Но вскоре горячка чувств затмила опасения, и начался период странного, безумного счастья, которое Арина боялась назвать своим именем, таким противоестественным казалось оно на фоне ужасов войны. Не к месту. Не по совести.
Стремительное продвижение деникинских армий к тому времени увязало в отчаянном сопротивлении красных. Полки ходили кругами, брали города и сёла, чтобы вскоре отдать их без боя, а через несколько дней вновь вернуться туда на новом круге.
Арина не видела Владислава по два-три дня, потом он вдруг появлялся в лазарете, который располагался в брошенном и разграбленном доме захудалого помещика. Подбадривал раненых, рассказывал о положении на фронте. Сдерживая радость в голосе, расспрашивал Арину о делах, о снабжении медикаментами и продуктами.
Из лазарета выходили, придерживаясь строгих и официальных отношений, степенно шли пыльной улочкой к хате, в которой квартировала Арина. Но уже в сумраке сеней, где пахло мышами, пылью и сухими степными травами, Владислав порывисто обнимал Арину, – она со вздохом прижималась к его груди.
Через чердачный лаз лился пыльный солнечный луч, летучие пылинки вихрились, торопливо подстраиваясь под страстные движения тел. Но на крыльце звучали шаги, – Арина и Владислав, как провинившиеся гимназисты, смущённо отстранялись друг от друга, спешили войти из сеней в хату.
Владислав покашливал, поправляя наплечные ремни, Арина убирала с раскрасневшейся щеки выбившуюся из-под белой косынки прядь волос. Суетилась, ставила самовар. Сёстры, которые квартировали вместе с ней, торопливо собирались в лазарет, хотя ни у одной из них не было в ту ночь дежурства.

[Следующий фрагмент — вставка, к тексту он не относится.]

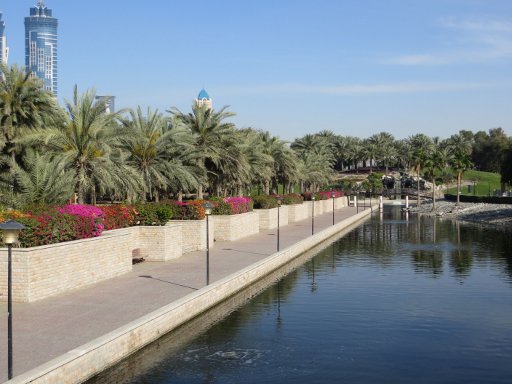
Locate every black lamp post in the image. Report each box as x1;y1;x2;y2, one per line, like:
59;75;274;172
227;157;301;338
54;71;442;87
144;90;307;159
276;195;282;252
0;220;25;380
331;191;336;225
311;195;315;236
203;201;213;285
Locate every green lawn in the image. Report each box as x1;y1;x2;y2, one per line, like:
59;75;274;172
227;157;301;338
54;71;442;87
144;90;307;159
447;170;501;196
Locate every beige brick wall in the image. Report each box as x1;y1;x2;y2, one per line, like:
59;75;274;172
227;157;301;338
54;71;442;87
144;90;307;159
0;229;132;302
256;205;289;231
138;224;183;261
287;204;311;223
211;212;259;241
304;200;324;217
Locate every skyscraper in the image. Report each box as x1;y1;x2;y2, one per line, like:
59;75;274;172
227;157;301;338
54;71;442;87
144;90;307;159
25;1;58;96
0;12;9;64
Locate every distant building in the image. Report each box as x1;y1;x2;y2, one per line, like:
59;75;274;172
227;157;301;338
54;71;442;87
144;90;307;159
96;96;116;113
195;88;213;109
25;1;58;97
0;12;9;64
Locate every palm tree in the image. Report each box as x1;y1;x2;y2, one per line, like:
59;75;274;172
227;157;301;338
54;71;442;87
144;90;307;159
0;63;63;165
12;149;73;206
408;133;433;207
448;135;472;206
370;132;396;175
425;137;449;211
169;105;235;199
27;86;142;204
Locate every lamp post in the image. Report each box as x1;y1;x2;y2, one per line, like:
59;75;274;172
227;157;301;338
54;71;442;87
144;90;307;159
331;191;336;225
311;195;315;236
276;195;282;252
0;220;25;380
203;201;213;285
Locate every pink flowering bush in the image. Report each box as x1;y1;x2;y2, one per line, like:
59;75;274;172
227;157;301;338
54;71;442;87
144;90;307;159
315;191;343;200
211;197;253;215
58;204;105;238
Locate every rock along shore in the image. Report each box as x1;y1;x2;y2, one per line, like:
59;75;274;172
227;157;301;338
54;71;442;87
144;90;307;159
409;200;512;231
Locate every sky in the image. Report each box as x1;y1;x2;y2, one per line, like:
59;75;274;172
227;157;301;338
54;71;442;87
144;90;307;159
0;0;512;141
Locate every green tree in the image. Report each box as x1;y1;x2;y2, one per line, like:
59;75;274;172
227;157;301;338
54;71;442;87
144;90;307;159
169;105;235;199
27;86;142;204
121;107;203;201
407;133;433;206
448;131;472;206
12;149;73;207
0;64;63;161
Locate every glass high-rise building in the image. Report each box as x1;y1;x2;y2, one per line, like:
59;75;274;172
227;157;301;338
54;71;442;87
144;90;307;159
25;1;58;96
0;12;9;64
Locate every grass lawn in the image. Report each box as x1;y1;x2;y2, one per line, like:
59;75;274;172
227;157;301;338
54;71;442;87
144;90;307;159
447;170;501;196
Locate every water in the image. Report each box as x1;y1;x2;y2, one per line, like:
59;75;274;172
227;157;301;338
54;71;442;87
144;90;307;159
91;209;512;384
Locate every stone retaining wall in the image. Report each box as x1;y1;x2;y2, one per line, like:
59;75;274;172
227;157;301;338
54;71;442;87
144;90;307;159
167;220;215;254
210;212;259;241
287;204;311;223
0;228;134;302
137;223;183;261
256;205;289;231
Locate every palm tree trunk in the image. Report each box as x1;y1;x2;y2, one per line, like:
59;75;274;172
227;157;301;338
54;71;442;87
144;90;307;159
455;172;461;207
263;180;270;196
432;176;436;211
416;165;420;207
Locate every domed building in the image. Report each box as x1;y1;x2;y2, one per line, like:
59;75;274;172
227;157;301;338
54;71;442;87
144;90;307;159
195;88;213;109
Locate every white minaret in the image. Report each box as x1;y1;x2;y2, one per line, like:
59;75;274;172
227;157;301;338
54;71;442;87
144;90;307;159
195;88;213;109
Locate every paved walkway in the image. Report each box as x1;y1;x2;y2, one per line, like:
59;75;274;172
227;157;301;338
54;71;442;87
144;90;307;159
0;207;368;382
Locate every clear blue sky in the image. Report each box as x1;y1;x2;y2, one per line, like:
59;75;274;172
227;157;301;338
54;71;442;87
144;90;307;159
0;0;512;140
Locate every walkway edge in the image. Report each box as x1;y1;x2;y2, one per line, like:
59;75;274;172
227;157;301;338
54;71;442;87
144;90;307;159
6;206;378;384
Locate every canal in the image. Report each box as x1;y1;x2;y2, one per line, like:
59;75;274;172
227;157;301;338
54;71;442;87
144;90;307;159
89;208;512;384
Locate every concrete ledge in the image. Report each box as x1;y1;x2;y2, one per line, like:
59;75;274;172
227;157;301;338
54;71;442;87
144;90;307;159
9;209;371;384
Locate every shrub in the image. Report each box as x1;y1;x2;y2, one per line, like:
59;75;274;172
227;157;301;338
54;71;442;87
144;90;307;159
282;193;304;205
315;191;343;200
2;207;99;247
98;204;135;230
254;195;277;209
174;200;205;220
58;204;105;238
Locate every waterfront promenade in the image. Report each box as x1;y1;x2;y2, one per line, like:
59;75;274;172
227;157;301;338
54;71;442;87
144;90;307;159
0;207;369;383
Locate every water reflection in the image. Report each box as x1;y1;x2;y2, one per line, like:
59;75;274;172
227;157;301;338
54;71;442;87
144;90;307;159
92;209;512;384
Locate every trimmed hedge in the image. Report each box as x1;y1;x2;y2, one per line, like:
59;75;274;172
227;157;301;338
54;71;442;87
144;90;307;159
444;194;512;204
210;197;254;215
302;191;345;201
282;193;304;205
253;195;277;209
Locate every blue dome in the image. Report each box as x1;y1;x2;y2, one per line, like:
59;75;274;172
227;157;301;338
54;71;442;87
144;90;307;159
197;88;210;100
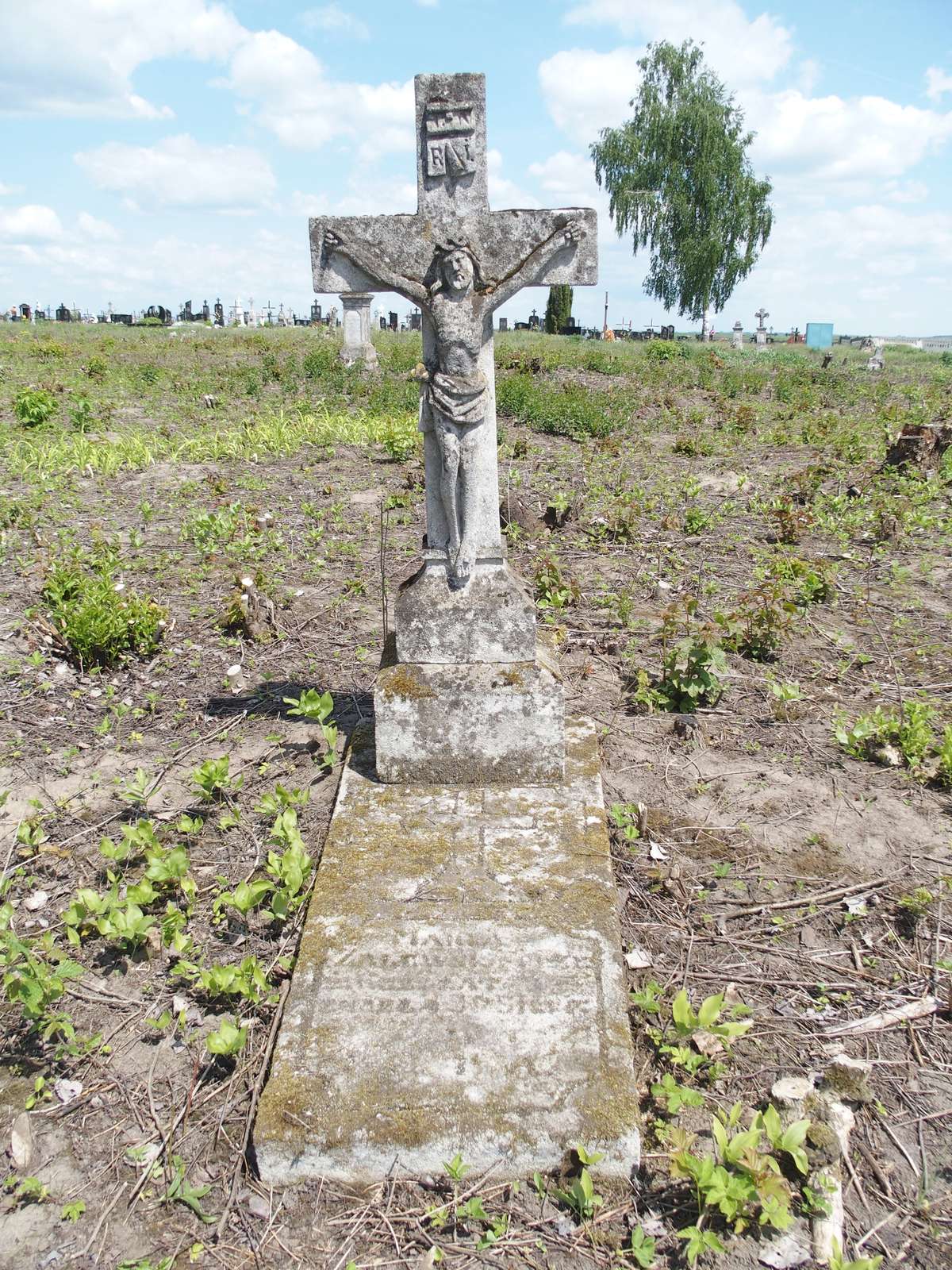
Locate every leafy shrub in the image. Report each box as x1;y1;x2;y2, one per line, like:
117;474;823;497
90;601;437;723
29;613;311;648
658;629;727;714
645;339;690;362
716;583;796;662
582;348;626;375
497;372;618;441
766;554;836;608
379;419;421;464
30;339;66;362
301;341;339;379
13;389;56;428
70;396;94;432
374;332;423;375
535;555;579;611
833;700;952;783
42;560;167;669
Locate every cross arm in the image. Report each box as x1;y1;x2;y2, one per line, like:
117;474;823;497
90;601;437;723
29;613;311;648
309;216;429;305
491;208;595;309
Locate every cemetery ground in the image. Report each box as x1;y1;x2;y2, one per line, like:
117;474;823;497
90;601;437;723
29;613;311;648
0;326;952;1270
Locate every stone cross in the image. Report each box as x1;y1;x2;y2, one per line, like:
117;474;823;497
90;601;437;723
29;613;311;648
754;305;770;348
309;75;597;588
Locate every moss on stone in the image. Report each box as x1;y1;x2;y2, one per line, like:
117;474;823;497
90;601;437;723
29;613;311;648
377;663;436;701
255;733;639;1170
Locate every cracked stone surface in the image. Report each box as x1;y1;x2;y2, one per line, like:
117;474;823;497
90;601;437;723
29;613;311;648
255;722;639;1183
373;630;565;785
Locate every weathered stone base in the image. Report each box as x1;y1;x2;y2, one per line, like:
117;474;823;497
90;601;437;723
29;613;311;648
373;639;565;785
393;564;536;664
254;722;639;1183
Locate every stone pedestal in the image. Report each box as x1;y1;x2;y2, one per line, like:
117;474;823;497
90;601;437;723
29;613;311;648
254;722;639;1185
373;641;565;785
393;561;536;663
340;291;377;366
373;554;565;785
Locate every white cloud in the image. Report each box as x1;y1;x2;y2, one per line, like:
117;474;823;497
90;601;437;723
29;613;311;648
225;30;414;159
0;0;414;159
565;0;792;85
486;148;538;207
538;48;643;144
529;150;595;199
925;66;952;102
745;89;952;182
0;0;245;119
290;176;416;218
301;4;370;40
0;203;62;243
76;212;119;243
74;135;275;208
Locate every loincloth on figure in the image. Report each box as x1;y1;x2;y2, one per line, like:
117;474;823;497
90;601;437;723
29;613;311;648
420;371;486;432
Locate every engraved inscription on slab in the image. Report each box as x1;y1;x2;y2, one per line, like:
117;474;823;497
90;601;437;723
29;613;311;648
424;102;476;176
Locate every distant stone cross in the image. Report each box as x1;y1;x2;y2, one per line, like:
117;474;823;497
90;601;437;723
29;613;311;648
311;75;598;588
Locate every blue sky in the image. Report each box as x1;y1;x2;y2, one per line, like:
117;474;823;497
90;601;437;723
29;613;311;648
0;0;952;334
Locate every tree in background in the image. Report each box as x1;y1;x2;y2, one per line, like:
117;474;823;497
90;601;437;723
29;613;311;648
544;283;573;335
597;40;773;338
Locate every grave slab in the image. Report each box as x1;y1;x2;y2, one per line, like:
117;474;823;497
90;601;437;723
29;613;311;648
255;722;639;1185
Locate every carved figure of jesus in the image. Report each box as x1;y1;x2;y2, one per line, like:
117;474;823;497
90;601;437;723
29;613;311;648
324;218;585;586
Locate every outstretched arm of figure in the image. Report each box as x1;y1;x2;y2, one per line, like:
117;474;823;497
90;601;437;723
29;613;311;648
324;230;429;307
490;220;585;309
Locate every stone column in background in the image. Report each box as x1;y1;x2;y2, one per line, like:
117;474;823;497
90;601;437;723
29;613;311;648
340;291;377;366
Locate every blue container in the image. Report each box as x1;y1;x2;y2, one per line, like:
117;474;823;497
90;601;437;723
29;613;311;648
806;321;833;348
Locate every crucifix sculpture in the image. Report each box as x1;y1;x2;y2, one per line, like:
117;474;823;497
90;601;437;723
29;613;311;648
311;75;598;785
311;75;597;588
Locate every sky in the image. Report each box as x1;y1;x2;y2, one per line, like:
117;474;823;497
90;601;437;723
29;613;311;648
0;0;952;335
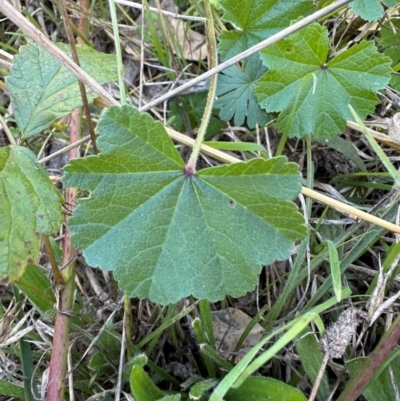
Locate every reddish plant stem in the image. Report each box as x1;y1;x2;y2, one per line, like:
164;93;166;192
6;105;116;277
337;316;400;401
46;110;81;401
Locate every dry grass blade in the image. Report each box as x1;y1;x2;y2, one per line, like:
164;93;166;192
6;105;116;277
0;304;34;348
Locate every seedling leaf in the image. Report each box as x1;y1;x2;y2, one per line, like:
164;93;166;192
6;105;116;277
214;54;269;128
0;146;63;282
64;106;306;304
255;23;391;139
218;0;315;60
6;44;118;138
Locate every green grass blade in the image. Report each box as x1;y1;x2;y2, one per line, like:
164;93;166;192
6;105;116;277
326;240;342;301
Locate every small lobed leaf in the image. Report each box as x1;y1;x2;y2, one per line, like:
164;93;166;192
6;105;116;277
64;106;306;304
0;146;63;282
6;44;118;138
214;54;269;129
255;23;391;139
218;0;315;60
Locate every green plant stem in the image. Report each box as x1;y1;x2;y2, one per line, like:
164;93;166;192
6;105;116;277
124;295;132;360
185;0;218;175
59;0;99;154
337;317;400;401
306;135;314;219
108;0;126;105
42;235;65;286
46;86;82;401
0;115;17;146
199;299;215;348
13;285;39;401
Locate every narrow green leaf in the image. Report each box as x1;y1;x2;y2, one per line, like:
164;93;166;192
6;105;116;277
130;365;165;401
326;240;342;301
255;23;391;139
349;105;400;187
218;0;315;60
295;332;330;400
189;379;218;400
0;146;63;282
0;379;25;400
6;43;118;138
64;106;307;304
224;377;307;401
158;394;181;401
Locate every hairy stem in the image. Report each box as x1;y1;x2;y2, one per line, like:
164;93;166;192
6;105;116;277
185;0;218;175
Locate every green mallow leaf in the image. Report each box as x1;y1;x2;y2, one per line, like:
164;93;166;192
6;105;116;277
224;377;307;401
6;44;118;138
255;23;391;139
64;106;306;304
350;0;383;21
0;146;63;282
218;0;315;60
214;54;269;128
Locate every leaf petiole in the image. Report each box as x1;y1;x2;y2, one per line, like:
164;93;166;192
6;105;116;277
185;0;218;176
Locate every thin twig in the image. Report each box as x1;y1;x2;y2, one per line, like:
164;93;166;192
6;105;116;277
114;0;206;22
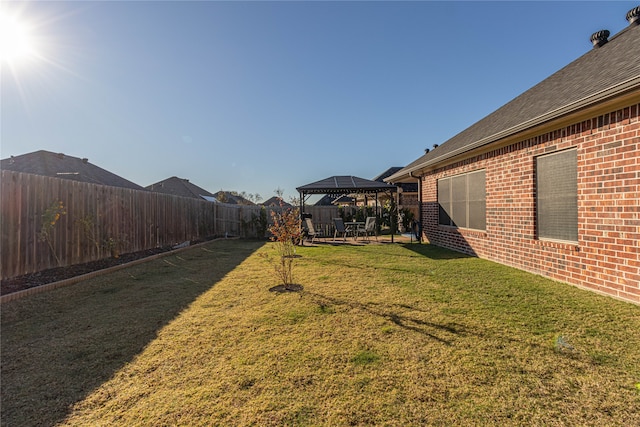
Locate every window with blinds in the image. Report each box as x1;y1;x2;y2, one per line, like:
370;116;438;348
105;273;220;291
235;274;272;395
536;149;578;242
438;170;486;230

– Всё – надоело, – вполголоса говорил Владислав, когда они оставались вдвоём. – Завтра же поговорю с батюшкой, пусть обвенчает нас.
– Я уже венчана, Влад.
– На войне всё можно. Я люблю тебя, и ты моя жена.
А на утро во дворе уже пофыркивали осёдланные кони, ординарцы терпеливо ожидали полковника: Лунёв покуривал, сидя на крыльце, Юрка не мог налюбоваться своим конём: оглаживал его, похлопывал, целовал в гладкую шею.
Арина провожала Владислава до околицы, долго смотрела вслед, пока он вместе с ординарцами не исчезал в розовом от рассветного солнца облаке пыли. И даже тревога, которая всегда возникала при отъездах Владислава, не могла подавить счастливую улыбку на губах Арины.
Но самые счастливые моменты случались тогда, когда лазарет шёл в походе вместе с полком. Тогда Арина и Владислав ночевали в поле у костра, а то и на ходу, в скрипящей и покачивающейся под звёздами телеге. Пахло сухой пыльной полынью, дёгтем, приближающимися заморозками. Лёжа в телеге, Арина поднимала к небу руку, пальчиком чертила контуры созвездий, будто осторожно поглаживала их.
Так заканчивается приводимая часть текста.